Fig. 3. Pipeline of continuous gesture recognition with hand-oriented ST feature.
 Xiujuan Chai, Zhipeng Liu, Fang Yin, Zhuang Liu, Xilin Chen, "Two Streams Recurrent Neural Networks for Large-Scale Continuous Gesture Recognition", International Conference on Pattern Recognition Workshop(ICPR2016), 2016.
 Zhipeng Liu, Xiujuan Chai, Zhuang Liu, Xilin Chen, "Continuous Gesture Recognition with Hand-Oriented Spatiotemporal Feature", IEEE International Conference on Computer Vision(ICCV2017)workshop, pp.4321-4329, 2017.
Research topic #4: Related Researches on Gesture Analysis and Interactions
Gesture interaction means to convey meanings and operate the devices through the interpretation of body/hand language.
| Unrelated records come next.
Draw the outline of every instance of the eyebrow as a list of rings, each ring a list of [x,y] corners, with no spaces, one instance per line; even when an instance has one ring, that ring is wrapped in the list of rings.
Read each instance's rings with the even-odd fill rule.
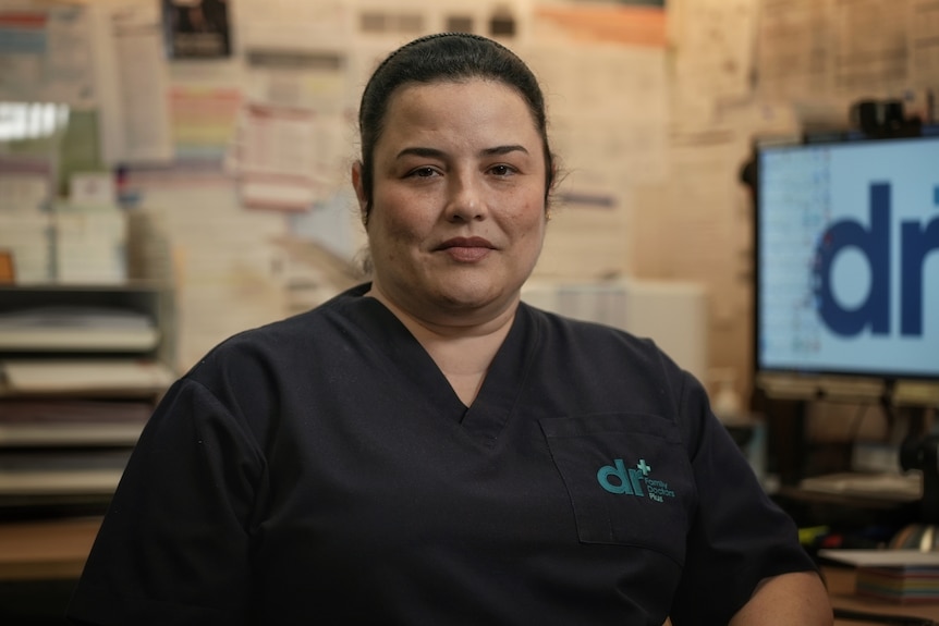
[[[480,157],[492,157],[492,156],[498,157],[500,155],[509,155],[511,152],[524,152],[527,155],[528,150],[525,148],[525,146],[517,145],[517,144],[510,144],[507,146],[496,146],[492,148],[485,148],[483,150],[479,150],[479,156]],[[400,159],[402,157],[407,157],[407,156],[425,157],[425,158],[431,158],[431,159],[442,159],[443,157],[447,156],[447,152],[444,152],[443,150],[438,150],[437,148],[422,148],[419,146],[414,146],[411,148],[404,148],[403,150],[398,152],[397,158]]]

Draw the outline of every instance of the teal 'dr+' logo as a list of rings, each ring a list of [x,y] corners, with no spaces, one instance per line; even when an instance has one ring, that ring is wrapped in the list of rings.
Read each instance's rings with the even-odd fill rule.
[[[648,494],[649,500],[656,502],[674,498],[675,492],[669,489],[668,482],[649,477],[651,470],[645,458],[641,458],[635,468],[627,468],[622,458],[617,458],[613,465],[605,465],[597,471],[597,481],[610,493],[638,498]]]

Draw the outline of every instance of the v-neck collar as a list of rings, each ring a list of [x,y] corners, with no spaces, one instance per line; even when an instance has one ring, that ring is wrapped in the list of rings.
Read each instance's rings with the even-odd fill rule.
[[[419,393],[449,419],[460,424],[474,439],[491,446],[516,410],[537,348],[535,319],[524,303],[519,304],[512,328],[496,352],[479,393],[467,407],[420,342],[385,305],[364,297],[369,285],[346,292],[353,298],[347,314],[375,342],[383,355]]]

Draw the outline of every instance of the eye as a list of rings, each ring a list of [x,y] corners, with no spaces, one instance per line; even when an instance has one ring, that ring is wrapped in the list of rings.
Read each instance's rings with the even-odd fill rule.
[[[437,175],[437,170],[430,167],[417,168],[415,170],[411,170],[407,175],[416,179],[429,179]]]
[[[500,163],[498,165],[492,165],[491,168],[489,168],[489,171],[497,176],[509,176],[515,173],[515,168],[507,165],[504,163]]]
Nowadays, gesture analysis is a widely used interactive technique in the VR and AR areas. Towards gesture interactions, we also investigate some related key technologies, including hand detection, gesture recognition and 3D hand pose estimation etc.
Fig. 4. 3D hand pose estimation with kinematic constrained cascaded Autoencoder.
 Yushun Lin, Xiujuan Chai, Xilin Chen. “Kinematic Constrained Cascaded Autoencoder for Real-time Hand Pose Estimation”,FG, 2018.
Research topic #5: Activity Quality Assessment and Sign Language Learning Instructor
Action quality assessment is a new area which is getting more and more attention. The main target of action quality assessment is to evaluate the quality of actions. Nowadays, action quality assessment has many potential applications, such as scoring athletes’ performance in sports events, medical rehabilitation tests, dancing or yoga teaching, sign language self-learning and so on. We start the investigation of this problem by using deep learning technique and hope it can be integrated into our developed sign language learning instructor.
Fig. 5 End-to-End learning for score predicting on activity quality assessment.
 Xiujuan Chai, Zhuang Liu, Yongjun Li, Fang Yin, Xilin Chen, "SignInstructor: An Effective Tool for Sign Language Vocabulary Learning", ACPR, 2017.